I’m following the network refinement workflow. I have manually selected outlier frames and adjusted tracker errors using the GUI, and I seem to have successfully merged these datasets with my original frame selection. According to the workflow (described here: https://github.com/DeepLabCut/DeepLabCut/blob/4e7306baefe7a4f1b107251dae07e138ce02215c/docs/functionDetails.md#g-train-the-network), the new training set should be stored in a new iteration folder. However, my new training set, as well as new .csv, .h5, .mat, and .pickle files, are stored in the iteration-0 folders of their respective subdirectories (see screenshot; I specified this to be shuffle2 in the GUI “create training dataset” panel).

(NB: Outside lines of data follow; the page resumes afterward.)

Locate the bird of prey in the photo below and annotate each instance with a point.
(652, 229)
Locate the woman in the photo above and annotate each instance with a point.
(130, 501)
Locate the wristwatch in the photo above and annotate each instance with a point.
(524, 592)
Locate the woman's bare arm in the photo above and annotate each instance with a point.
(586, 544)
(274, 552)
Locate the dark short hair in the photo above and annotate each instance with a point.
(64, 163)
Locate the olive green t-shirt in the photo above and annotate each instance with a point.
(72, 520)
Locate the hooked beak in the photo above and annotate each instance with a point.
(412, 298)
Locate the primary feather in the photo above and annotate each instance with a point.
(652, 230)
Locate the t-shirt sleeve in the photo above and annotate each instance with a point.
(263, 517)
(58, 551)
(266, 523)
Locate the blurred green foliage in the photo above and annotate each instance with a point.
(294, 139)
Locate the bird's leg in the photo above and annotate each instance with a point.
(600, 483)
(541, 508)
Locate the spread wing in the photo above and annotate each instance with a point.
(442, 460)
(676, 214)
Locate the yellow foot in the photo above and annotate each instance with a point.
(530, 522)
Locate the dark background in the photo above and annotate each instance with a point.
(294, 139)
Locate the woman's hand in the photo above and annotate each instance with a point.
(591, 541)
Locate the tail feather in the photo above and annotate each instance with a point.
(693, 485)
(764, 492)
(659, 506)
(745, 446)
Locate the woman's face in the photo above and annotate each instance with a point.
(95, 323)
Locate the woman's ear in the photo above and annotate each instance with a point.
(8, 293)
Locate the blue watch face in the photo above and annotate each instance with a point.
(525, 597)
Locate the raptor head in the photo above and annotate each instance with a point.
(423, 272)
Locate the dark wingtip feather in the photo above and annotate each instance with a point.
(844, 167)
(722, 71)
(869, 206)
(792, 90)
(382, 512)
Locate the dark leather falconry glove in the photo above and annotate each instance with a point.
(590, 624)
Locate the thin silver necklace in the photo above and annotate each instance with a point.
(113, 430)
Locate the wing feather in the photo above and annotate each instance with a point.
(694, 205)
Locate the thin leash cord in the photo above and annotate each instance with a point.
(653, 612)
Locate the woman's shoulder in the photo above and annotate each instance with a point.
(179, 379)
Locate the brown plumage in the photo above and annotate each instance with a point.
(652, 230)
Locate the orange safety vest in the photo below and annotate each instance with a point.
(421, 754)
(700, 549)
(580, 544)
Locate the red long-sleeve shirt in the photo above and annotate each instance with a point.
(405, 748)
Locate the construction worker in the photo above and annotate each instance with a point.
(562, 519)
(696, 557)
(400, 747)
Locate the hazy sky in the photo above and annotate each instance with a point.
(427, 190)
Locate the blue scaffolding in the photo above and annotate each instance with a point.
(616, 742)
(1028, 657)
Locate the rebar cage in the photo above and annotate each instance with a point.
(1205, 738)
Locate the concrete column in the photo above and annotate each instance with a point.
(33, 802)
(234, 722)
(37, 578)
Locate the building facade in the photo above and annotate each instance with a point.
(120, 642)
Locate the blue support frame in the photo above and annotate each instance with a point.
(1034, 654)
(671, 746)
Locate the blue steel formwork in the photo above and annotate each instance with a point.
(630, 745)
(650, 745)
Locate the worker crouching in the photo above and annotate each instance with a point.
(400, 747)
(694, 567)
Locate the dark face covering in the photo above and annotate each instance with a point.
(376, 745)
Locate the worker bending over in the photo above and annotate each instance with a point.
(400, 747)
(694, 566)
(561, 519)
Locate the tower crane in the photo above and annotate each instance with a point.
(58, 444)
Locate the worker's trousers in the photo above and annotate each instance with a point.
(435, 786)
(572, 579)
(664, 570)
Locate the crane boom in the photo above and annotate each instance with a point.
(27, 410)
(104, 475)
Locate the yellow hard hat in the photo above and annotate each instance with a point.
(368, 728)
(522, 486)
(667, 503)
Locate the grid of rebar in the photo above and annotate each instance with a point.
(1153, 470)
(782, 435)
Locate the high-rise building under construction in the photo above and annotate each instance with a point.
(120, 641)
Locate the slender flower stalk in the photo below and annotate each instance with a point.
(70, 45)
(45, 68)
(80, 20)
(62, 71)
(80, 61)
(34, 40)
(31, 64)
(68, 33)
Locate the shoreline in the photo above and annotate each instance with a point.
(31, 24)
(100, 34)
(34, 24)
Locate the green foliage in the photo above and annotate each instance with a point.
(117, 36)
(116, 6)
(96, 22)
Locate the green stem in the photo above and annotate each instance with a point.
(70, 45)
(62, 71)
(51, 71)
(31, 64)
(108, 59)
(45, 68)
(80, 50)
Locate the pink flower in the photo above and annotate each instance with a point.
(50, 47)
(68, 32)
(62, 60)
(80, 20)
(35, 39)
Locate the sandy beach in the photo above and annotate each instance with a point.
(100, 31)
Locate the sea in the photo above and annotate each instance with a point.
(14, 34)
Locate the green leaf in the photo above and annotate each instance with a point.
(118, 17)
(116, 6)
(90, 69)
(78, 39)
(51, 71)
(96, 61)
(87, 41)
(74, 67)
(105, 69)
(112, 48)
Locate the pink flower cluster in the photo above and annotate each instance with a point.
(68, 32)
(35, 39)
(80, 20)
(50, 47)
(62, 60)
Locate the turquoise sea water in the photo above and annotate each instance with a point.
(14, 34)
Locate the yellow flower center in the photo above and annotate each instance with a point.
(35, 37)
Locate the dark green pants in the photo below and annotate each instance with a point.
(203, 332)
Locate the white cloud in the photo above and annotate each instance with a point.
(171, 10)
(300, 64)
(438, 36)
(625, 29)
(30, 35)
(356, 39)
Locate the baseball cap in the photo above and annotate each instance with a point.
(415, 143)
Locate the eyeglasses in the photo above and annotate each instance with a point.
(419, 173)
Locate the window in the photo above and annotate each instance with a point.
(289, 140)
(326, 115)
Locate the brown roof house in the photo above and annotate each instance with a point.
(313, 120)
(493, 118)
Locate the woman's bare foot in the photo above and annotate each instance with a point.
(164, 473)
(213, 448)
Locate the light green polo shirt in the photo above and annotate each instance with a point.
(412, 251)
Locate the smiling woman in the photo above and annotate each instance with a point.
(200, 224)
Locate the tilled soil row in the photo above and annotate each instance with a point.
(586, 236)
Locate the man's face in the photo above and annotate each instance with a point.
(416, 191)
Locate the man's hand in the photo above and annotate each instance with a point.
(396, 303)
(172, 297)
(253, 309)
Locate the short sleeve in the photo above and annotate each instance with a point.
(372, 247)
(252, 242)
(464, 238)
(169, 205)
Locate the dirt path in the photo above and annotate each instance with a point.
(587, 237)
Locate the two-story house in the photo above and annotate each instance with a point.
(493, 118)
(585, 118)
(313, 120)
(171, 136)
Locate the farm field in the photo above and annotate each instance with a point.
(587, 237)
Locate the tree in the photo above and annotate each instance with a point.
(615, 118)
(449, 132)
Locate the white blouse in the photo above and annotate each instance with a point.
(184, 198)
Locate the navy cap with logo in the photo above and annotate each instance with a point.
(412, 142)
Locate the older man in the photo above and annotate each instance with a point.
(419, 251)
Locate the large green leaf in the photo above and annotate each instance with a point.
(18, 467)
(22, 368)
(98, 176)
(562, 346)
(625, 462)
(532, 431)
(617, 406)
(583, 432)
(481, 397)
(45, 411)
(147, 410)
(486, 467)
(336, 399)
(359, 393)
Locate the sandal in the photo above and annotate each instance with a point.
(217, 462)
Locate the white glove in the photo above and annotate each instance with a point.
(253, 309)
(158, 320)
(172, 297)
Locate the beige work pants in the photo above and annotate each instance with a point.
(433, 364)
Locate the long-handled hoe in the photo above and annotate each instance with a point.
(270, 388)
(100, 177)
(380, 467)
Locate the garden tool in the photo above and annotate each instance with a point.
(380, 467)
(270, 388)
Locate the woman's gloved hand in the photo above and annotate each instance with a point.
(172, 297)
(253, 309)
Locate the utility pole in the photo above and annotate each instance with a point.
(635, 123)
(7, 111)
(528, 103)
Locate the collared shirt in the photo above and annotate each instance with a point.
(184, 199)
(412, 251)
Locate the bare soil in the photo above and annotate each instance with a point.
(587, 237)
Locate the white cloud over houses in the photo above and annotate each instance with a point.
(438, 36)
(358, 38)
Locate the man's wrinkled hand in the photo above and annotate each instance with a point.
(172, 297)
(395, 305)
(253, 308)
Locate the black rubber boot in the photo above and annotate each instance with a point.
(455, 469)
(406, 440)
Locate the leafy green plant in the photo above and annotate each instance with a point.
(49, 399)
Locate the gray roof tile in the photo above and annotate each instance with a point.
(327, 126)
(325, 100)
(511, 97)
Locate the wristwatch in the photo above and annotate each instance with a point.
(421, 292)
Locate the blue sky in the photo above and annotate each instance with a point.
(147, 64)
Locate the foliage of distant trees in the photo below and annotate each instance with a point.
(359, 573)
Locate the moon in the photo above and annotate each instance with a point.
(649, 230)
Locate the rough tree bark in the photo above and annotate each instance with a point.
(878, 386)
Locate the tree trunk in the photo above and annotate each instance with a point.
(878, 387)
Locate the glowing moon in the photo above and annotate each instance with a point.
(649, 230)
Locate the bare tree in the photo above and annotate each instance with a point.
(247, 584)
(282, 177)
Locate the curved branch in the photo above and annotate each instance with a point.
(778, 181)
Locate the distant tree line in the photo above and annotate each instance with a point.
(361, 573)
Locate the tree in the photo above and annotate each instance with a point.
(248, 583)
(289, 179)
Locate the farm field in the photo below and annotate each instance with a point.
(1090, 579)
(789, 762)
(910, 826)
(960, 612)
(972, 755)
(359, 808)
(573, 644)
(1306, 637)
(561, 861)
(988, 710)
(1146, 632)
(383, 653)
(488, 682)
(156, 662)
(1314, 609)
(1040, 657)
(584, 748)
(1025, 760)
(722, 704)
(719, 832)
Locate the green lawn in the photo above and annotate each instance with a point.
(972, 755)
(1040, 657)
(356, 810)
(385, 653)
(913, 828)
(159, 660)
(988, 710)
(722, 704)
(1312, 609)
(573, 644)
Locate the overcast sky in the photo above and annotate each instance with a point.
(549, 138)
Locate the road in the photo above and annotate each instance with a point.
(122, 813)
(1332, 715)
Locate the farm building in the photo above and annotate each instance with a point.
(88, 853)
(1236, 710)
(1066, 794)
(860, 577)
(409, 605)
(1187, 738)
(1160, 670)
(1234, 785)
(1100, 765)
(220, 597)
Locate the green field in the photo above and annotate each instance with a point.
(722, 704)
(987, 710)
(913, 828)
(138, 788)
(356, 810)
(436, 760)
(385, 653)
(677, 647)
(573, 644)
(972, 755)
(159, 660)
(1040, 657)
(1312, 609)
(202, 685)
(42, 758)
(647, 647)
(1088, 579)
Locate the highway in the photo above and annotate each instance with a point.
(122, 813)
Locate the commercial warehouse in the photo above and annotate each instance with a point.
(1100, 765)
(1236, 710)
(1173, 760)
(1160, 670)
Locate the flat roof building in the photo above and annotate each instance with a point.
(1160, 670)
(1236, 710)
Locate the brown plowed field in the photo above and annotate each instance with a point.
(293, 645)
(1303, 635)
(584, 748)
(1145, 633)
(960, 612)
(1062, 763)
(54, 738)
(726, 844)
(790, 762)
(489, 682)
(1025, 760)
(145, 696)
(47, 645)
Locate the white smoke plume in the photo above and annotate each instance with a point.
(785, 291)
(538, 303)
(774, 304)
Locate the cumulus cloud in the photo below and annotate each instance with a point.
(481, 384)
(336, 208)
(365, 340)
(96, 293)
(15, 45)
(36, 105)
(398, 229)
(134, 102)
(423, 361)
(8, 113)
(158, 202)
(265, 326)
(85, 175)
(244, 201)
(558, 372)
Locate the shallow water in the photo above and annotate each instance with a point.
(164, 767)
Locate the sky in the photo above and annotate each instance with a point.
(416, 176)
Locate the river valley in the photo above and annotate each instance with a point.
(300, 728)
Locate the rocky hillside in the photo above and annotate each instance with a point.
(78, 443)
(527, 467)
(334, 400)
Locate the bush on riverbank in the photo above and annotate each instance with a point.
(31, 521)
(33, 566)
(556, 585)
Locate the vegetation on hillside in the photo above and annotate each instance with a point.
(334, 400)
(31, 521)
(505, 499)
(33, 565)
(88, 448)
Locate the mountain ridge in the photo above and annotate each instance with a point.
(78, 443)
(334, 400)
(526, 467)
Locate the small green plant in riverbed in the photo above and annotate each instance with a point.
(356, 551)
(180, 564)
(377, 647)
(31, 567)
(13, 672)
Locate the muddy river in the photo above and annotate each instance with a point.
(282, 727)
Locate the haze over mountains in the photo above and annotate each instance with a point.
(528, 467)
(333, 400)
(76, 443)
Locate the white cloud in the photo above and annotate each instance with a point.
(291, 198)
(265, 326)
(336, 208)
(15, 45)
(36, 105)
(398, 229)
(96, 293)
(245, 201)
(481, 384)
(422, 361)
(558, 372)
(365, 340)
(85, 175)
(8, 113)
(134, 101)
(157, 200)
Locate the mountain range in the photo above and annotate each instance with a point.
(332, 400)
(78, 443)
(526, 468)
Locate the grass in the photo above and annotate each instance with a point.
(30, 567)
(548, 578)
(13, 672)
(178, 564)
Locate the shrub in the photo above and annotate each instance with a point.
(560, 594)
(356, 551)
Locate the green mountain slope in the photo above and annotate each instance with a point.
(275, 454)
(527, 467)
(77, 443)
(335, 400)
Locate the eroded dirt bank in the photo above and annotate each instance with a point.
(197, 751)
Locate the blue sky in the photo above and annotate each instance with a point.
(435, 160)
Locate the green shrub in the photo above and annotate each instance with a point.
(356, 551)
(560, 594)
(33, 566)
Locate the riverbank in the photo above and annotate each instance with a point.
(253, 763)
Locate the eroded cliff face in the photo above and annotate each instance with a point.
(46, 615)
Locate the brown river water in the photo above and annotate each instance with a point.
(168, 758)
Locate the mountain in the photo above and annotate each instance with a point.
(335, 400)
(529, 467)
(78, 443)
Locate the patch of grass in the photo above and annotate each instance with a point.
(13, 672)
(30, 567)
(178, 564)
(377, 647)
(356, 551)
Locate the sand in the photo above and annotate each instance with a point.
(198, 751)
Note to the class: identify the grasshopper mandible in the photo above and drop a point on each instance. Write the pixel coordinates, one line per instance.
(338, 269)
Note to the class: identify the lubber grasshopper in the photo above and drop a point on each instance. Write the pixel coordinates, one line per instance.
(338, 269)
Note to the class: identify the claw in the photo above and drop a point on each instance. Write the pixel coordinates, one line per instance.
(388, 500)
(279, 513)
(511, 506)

Why this is relevant: when I started retraining (with shuffle=2 selected in the train function), all new snapshots are being stored in the shuffle1 folder. I am concerned that the newly augmented training set (shuffle2) is not being used in retraining.
Am I correct in assuming that shuffle2 is not being used for retraining? If so, what is the root of this problem? Does the confusion stem from failure to create a new iteration folder? Or have I just goofed on making another adjustment that would tell DLC to use shuffle2 instead of shuffle1?
One more note: I just realized that I forgot to adjust the initial weight in the train pose_cfg.yaml file to the last snapshot of my first training session using shuffle1, but I don’t see how this could cause the issue described above.
I and the Bettas thank you v much for any help you can give!